Revolut is a Fintech unicorn and a prominent digital only challenger bank with global aspirations. In July, Revolut announced it had signed up 1 million UK customers and were adding new business accounts at a pace of around 120 a day. Revolut founder and CEO Nik Storonsky, believes they have reached just 1% of their potential. But long before Revolut became one of the best known names in the digital banking world, Revolut was raising early stage funding on crowdfunding platforms. Their first offering listed on Crowdcube back in July of 2016. Revolut went on to use competitor Seedrs for subsequent rounds but for the investors that decided to speculate on Revolut’s chance of success their investment via Crowdcube has delivered a 19X return according to a release from the platform.

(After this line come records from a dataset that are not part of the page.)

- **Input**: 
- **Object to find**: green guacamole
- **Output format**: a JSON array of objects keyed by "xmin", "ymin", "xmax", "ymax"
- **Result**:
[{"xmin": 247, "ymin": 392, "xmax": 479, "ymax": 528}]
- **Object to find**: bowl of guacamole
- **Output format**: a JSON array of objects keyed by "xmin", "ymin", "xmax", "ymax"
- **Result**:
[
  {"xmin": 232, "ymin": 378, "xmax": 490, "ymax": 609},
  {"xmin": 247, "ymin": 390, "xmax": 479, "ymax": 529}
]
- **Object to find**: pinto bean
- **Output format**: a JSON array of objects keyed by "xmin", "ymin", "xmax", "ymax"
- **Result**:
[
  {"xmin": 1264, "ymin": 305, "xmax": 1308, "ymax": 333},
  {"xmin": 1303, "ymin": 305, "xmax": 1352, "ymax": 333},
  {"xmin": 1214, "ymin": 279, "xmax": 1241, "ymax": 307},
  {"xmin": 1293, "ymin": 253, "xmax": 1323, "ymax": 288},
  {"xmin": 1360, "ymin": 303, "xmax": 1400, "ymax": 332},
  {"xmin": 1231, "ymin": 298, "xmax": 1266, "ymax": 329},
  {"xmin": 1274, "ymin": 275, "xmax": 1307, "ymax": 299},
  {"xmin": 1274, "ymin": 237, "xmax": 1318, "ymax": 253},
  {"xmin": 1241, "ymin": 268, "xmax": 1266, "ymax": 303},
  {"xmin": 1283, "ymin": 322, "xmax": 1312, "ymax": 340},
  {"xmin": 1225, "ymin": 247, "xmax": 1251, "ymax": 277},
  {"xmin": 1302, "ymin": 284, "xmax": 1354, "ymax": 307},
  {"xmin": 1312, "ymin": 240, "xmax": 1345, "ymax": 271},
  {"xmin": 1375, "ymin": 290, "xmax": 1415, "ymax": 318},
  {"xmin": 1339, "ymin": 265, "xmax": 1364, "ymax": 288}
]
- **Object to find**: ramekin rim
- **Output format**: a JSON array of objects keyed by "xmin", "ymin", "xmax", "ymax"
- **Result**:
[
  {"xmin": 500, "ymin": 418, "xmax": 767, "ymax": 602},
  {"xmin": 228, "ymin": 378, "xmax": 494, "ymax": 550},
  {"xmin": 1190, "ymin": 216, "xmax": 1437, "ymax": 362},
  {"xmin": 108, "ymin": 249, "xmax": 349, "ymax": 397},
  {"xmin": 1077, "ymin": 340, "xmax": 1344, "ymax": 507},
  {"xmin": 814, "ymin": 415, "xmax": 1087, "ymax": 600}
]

Crowdcube shares that Revolut originally raised £1.01 million from crowd investors in July 2016, a year after the company was founded, and at the same time as Balderton Capital and Index Ventures, the leading venture capital firms, made investments. At that point in time Crowdcube was valued at around £42 million. Crowdcube has provided a case study of one investor, Jeremy Steinson of Patronus Partners, a London-based investment management firm.

Patronus invested in the maximum amount allowable during the first crowdfunding round of £5000 in Revolut shares. Reportedly, this month he sold a sixth of his allocation, at a 19x multiple, following the secondary market created after DST invested in Revolut in April. The 32 year old financial executive states;

“This was my third or fourth investment using the Crowdcube platform. My work often involves foreign exchange so knew that the consumer market was ready for disruption and I already had a Revolut card and liked their model, so I put in for the maximum allocation of shares when they raised on Crowdcube two years ago. I generally invest in listed equities but investing via Crowdcube was simple to do and I’m obviously very pleased with a 19x return that I’ve now part realised. I’ve sold about a sixth of my allocation and I’m retaining the rest of my investment in Revolut, who seem to continue to have a phenomenal growth rate of customers and hopefully look set for more disruption within other areas.”

Luke Lang, co-founder of Crowdcube, calls the Revolut case a huge moment for the finance sector and for his platform. As Revolut’s valuation went from £42 million to £1.2 billion investors benefited from the risk they shouldered.

“Crowdcube has made it possible for the man or woman in the street to invest in a unicorn and bank real cash profits at a level only experienced before by the closed world of venture capital firms,” said Lang.

Revolut is Crowdcube’s second company to achieve Unicorn status as craft brewery BrewDog has also used the crowdfunding platform. There are other issuers that have used the Crowdcube platform that may not have gained vaunted Unicorn status but are doing just fine. There are also companies that failed to gain the traction they expected.

Revolut is an exceptional example. Many, if not most startups either fail or just plod along. Being an entrepreneur is incredibly hard and supporting them can reap great rewards but you have to understand the downside up front. Investing in early stage companies is a very risky endeavor. Just like professional VCs do, savvy investors must take a balanced portfolio approach where they spread out their money across a diversified group of investments to mitigate risk.